>>>>> On Wed, 15 Dec 2010 10:15:09 +0100, Robert Wirth said:
>
> >
> > On Tue, December 14, 2010 11:48 am, Robert Wirth wrote:
> > > Hi,
> > >
> > > strange problem. Here's some hardware where Bacula has been running
> > > successfully for ca. 5 years. It was release 1.38.11 under Solaris 10x86.
> > >
> > > Last month, we had a system disk crash on the backup system. No backup
> > > datas have been lost. We just had to reinstall the backup system.
> > > Since this was our only Solaris x86 system, we decided to migrate
> > > to Linux and to a newer Bacula release. Until the repaired hardware
> > > was present, we started with a virtualized new system, just for the
> > > daily incremental backups to disk volumes.
> > >
> > > Since most of our actual systems are Ubuntu Hardy server LTS, we
> > > choosed Bacula 2.2.8 of this distribution as our new version (well,
> > > it's old, but 1.38.11 was running well, and 2.2.8 was the default)
> > >
> > > We upgraded Bacula's mysql database with the corresponding script
> > > from 1.38.11 to 2.2.8. We imported the updated DB using mysql_dump
> > > into the new system which has MySQL 5.1.41 and Linux Kernel 2.6.32
> > > The virtualized system worked well all the time.
> > >
> > > Now, the hardware version of the system is ready, and a yearly full
> > > backup, which goes directly to tape, is imminent.
> > >
> > > And now, the strange things are coming...
> > >
> > >
> > > /* The system is a 2x2 core AMD Opteron system, 4 GB RAM, 6xLSI SCSI U320
> > > Megaraid with seperated channels for external disks, tape readers and
> > > autochanger. 23 TB disk storage on external RAIDs, autochanger and
> > > HP-readers for LTO-3 tapes. System: see above. */
> > >
> > >
> > > NOW BACKING UP...
> > >
> > > Starting a bunch of full backup jobs which fit into 1 SINGLE TAPE
> > > produces NO PROBLEMS: the jobs start, run and write, and terminate
> > > within a usual span of time. In so doing, I can backup a dozen
> > > systems with totally 360 GB on one tape in a few hours.
> > >
> > >
> > > FACING THE PROBLEM...
> > >
> > > Starting a bunch of full backup jobs that DO NOT FIT into 1 single
> > > tape proceeds like follows (with a fresh tape forced by setting the
> > > former one to readonly):
> > >
> > > - first, the jobs run well and write their data to the first fresh tape
> > > of the corresponding pool. Speed is similar as known from the old OS.
> > >
> > > - when the tape is full with around 600GB of data, it is marked as
> > > Full, being unloaded, and the next free tape of the pool is loaded.
> > >
> > > - from this moment on, writing to the new fresh tape becomes incredibly
> > > slow (4 GB/hour) and mysqld has constantly 95%-100% CPU load.

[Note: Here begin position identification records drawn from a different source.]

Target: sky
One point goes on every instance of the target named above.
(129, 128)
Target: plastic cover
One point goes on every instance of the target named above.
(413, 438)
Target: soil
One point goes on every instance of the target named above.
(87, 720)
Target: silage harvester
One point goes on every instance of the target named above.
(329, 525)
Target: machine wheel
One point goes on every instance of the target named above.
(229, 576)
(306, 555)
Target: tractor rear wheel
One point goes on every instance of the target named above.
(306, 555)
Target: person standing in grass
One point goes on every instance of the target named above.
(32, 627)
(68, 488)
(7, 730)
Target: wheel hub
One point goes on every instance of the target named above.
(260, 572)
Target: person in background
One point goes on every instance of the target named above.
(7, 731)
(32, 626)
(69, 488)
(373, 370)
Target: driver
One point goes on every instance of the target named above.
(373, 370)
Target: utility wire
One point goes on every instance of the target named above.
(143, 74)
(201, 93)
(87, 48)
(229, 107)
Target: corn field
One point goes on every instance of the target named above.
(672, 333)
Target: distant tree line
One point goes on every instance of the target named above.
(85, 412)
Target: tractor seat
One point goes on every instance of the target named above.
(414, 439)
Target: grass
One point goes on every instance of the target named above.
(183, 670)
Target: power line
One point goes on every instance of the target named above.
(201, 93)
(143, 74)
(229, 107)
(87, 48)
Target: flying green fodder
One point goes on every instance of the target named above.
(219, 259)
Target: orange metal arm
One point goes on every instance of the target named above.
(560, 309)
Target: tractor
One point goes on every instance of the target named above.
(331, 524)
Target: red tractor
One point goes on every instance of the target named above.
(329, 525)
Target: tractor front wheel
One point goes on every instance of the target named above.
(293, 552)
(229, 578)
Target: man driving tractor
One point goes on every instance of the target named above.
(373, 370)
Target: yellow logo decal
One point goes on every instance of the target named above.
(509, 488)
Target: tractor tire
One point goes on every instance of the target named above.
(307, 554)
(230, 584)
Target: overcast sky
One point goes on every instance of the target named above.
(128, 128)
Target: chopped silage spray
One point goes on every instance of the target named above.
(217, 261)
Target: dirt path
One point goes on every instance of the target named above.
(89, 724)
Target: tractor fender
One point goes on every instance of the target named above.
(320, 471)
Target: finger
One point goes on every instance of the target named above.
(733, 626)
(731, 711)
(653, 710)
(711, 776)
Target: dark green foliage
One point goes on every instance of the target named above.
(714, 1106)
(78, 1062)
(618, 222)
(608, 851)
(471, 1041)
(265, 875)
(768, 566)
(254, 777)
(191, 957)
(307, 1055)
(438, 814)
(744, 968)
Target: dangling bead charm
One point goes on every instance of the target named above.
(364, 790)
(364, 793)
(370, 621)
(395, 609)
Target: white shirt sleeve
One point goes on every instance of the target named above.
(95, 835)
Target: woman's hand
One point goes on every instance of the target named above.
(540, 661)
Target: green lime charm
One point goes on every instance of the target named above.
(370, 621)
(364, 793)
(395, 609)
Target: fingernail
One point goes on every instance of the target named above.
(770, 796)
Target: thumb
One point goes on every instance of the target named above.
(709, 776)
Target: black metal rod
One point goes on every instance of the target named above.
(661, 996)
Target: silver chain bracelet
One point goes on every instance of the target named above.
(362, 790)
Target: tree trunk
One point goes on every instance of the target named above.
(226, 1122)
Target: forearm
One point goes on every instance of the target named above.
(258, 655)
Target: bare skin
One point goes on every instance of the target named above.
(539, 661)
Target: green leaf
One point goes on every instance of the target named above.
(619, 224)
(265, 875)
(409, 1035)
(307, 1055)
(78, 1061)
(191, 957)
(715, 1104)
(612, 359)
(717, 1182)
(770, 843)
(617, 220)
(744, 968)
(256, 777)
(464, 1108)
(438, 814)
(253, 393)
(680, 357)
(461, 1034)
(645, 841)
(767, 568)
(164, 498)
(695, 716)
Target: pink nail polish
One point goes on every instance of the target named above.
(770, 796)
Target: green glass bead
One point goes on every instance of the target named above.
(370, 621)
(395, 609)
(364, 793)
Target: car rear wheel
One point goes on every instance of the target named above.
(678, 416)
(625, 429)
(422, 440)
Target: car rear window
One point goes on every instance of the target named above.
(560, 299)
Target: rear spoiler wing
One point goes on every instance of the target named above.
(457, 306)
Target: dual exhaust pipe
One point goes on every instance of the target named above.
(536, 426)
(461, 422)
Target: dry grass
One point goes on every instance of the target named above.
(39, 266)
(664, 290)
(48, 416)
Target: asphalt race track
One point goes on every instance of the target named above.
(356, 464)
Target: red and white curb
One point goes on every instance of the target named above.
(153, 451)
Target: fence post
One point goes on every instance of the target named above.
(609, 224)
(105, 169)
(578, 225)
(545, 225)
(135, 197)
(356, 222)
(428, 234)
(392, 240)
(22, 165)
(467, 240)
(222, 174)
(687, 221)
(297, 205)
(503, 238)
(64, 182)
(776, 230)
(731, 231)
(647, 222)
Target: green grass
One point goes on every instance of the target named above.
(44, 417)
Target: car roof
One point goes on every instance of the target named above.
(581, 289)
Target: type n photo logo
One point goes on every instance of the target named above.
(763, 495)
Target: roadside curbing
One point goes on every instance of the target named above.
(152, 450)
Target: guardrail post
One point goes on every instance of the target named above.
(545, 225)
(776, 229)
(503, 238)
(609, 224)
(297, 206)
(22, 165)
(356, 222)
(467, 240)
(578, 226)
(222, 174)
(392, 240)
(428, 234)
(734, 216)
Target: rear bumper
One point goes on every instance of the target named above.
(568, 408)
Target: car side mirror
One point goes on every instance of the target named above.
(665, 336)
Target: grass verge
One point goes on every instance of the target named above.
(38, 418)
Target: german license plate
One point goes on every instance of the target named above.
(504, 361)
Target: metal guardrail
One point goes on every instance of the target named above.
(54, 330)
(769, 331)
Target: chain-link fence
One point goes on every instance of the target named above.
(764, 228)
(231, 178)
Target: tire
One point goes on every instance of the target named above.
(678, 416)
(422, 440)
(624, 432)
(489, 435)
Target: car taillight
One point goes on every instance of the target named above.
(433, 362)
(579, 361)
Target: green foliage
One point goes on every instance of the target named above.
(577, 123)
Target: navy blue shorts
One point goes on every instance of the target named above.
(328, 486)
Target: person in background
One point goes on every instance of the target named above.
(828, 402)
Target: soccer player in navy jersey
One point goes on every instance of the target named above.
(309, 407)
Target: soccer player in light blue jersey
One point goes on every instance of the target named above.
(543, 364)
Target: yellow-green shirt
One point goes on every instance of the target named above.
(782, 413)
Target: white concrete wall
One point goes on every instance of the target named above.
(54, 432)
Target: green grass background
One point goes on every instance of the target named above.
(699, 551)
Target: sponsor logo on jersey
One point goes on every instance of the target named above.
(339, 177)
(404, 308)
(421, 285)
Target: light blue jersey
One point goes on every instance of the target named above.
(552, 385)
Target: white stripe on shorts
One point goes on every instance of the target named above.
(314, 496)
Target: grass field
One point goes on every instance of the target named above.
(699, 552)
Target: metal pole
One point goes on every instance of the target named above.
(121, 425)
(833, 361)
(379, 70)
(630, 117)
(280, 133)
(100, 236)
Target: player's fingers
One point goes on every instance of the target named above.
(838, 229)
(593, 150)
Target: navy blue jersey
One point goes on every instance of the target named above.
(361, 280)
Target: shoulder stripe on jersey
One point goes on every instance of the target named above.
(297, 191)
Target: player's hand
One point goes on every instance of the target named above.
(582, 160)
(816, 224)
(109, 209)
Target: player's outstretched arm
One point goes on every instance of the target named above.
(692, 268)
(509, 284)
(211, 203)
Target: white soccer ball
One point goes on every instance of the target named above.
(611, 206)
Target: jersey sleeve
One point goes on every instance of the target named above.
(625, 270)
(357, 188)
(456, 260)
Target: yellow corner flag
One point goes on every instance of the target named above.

> > > No other process has an important load, and the mysql load isn't
> > > represented in the system's load values:
> > >
> > > Cpu(s): 3.3%us, 2.2%sy, 0.0%ni, 91.6%id, 2.1%wa, 0.1%hi, 0.7%si,
> > > 0.0%st
> > > Mem: 3961616k total, 3850072k used, 111544k free, 17532k buffers
> > > Swap: 3906552k total, 0k used, 3906552k free, 3579956k cached
> > >
> > > PID USER PR NI VIRT RES SHR S %CPU %MEM TIME+ COMMAND
> > > 1356 mysql 20 0 144m 31m 2376 S 98 0.8 163:57.79 mysqld
> > > 1 root 20 0 2620 948 528 S 0 0.0 0:00.63 init
> > > 2 root 20 0 0 0 0 S 0 0.0 0:00.00 kthreadd
> > > ....
> > >
> > > The only further effect I can see is that the table "bacula.JobMedia" is
> > > growing. No errors in system log, no mysql errors, nor in Baculas log.
> > >
> > > What I mainly don't understand is why this happens after a tape change.
> > > The MaxSpoolSize is 32GB, and I'm backing up 7 systems. Each of them
> > > had several spool steps during the first tape.
> > >
> > >>From the view of Bacula and its program logic, what has changed when
> > > the tape has been changed? I guess it's all the same: spooling data,
> > > writing them to tape and update the catalog, regardless of first, second
> > > or later tape...?!?
> >
> > What do you see under Running Jobs in the 'status dir' output before and
> > after the first tape has filled?
> >
> > If you have only the 'after' just now, that might be interesting.
>
> Will try to see this on next try.
>
> /* Actual state: the second tape is loaded and used since yesterday
> 02:14 p.m., and it really has been written 29 GB :-((( */
>
>
> And, I wrote wrong. There IS something strange in bacula log. Oooh.
>
> Yesterday, I started the 7 not-fitting big backup jobs around 9:45 a.m.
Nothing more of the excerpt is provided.